SUNDAY 19 FEBRUARY – part of the Artistic Temperaments Festival, 17-20 February
David Owen Norris hosts an afternoon exploring the life and work of Edward Elgar, one of England’s greatest and most well-known composers.
The troubled but ultimately triumphant ten-year mission of Robert Walker and David Owen Norris to solve the mystery of Elgar’s unfinished piano concerto.
Sir Edward Elgar never finished his Piano Concerto, which he intended as a gift for Alice Stuart-Wortley, his ‘Windflower’, who was such an inspiration to him. But he left us many sketches, including a complete slow movement and a marvellous solemn cello tune for the very opening. There wasn’t enough to make a complete piece though, until David Owen Norris showed there was another source of material.
In November 1929, Elgar went into the small Queens Hall armed only with a record producer and a bucket of hot wax, to record five piano improvisations. A lifetime later, the BBC suggested that Owen Norris should reproduce them by ear. When he did so, he realised that the fourth improvisation was an extended version of the concerto slow movement. So the concerto had been in Elgar’s mind that day, and the material of the improvisations was probably intended for it.

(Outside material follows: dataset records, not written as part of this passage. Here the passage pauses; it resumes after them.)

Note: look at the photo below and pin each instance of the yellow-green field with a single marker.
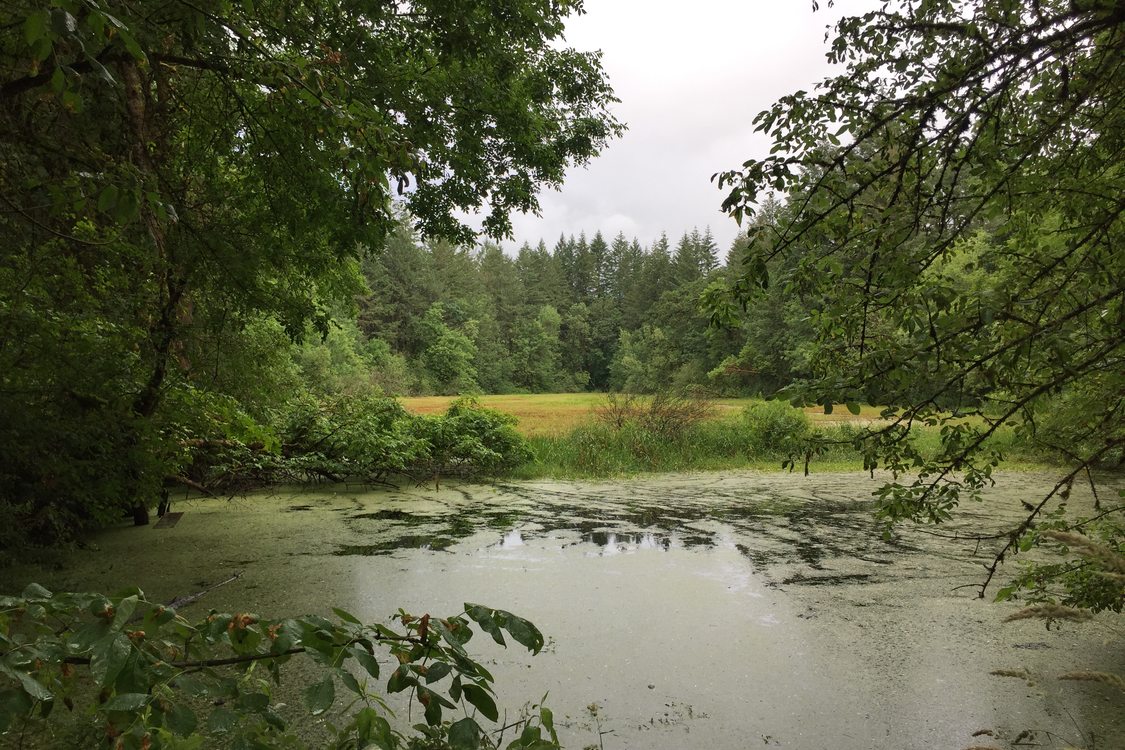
(555, 414)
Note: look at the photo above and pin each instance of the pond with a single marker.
(719, 611)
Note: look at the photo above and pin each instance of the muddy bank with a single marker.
(722, 611)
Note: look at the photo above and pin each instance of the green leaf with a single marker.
(181, 720)
(127, 702)
(318, 696)
(32, 687)
(524, 632)
(222, 720)
(86, 636)
(479, 697)
(429, 698)
(108, 658)
(437, 671)
(401, 679)
(465, 734)
(124, 612)
(36, 592)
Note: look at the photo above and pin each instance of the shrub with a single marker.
(775, 428)
(150, 678)
(467, 441)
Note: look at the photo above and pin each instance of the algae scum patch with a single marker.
(682, 612)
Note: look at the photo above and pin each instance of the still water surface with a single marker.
(693, 611)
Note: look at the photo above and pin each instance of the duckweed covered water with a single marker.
(712, 611)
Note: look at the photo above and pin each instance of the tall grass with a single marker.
(761, 436)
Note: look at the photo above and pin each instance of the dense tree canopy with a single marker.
(182, 180)
(954, 226)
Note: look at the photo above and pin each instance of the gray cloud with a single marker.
(691, 78)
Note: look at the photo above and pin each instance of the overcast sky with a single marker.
(691, 78)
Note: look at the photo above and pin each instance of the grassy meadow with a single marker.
(570, 440)
(557, 414)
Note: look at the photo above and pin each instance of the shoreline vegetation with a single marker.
(610, 435)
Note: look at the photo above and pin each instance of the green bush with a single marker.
(134, 675)
(468, 440)
(774, 428)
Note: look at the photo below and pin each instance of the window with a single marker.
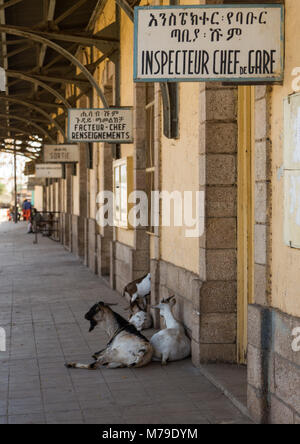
(150, 167)
(123, 186)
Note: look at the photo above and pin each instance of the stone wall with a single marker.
(273, 367)
(218, 246)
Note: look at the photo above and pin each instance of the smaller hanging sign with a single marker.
(110, 125)
(61, 153)
(49, 170)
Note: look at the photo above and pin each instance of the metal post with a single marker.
(16, 188)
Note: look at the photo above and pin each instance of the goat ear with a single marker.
(172, 300)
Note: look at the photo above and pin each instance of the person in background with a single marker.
(26, 210)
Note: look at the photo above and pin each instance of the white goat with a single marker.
(139, 288)
(170, 344)
(126, 348)
(140, 318)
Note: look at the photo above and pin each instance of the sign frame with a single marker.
(51, 165)
(233, 80)
(110, 141)
(60, 145)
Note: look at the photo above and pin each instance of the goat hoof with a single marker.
(69, 365)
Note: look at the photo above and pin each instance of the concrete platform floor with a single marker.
(44, 294)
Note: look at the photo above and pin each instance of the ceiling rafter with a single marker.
(10, 3)
(16, 130)
(37, 109)
(28, 122)
(35, 80)
(43, 49)
(69, 11)
(31, 36)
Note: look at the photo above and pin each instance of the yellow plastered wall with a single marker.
(127, 98)
(285, 260)
(75, 188)
(180, 172)
(38, 198)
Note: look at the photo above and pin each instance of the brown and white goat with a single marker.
(140, 318)
(126, 347)
(140, 288)
(171, 343)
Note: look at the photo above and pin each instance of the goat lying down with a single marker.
(140, 318)
(171, 343)
(126, 347)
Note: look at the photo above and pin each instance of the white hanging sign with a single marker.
(110, 125)
(2, 79)
(236, 43)
(61, 153)
(49, 170)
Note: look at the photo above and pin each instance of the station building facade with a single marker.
(237, 285)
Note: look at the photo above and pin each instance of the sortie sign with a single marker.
(236, 43)
(61, 153)
(110, 125)
(49, 170)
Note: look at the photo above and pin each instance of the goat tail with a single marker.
(81, 366)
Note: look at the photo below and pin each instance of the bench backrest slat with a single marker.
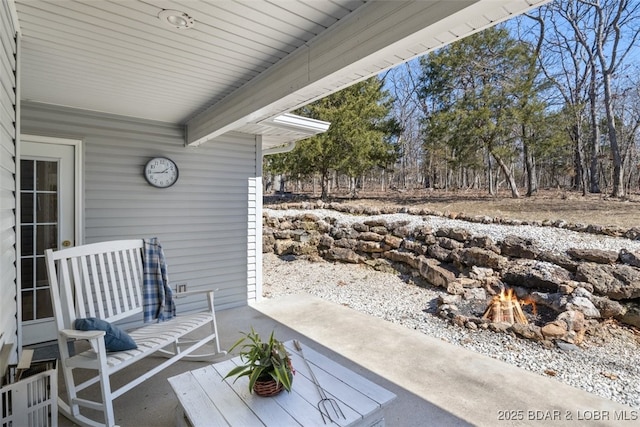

The whole story is told in John Bridcut’s film Elgar & the Missing Concerto, which will be shown during the Discovery Afternoon. It ends with an acclaimed live performance of the concerto from Owen Norris and David Lloyd-Jones with the BBC Concert Orchestra.
The film will be preceded by the therapeutic dances the young Elgar composed for the Powick Asylum, performed by a full band of Southampton students; and by performances of some of the 1929 Improvisations and the great Concert Allegro.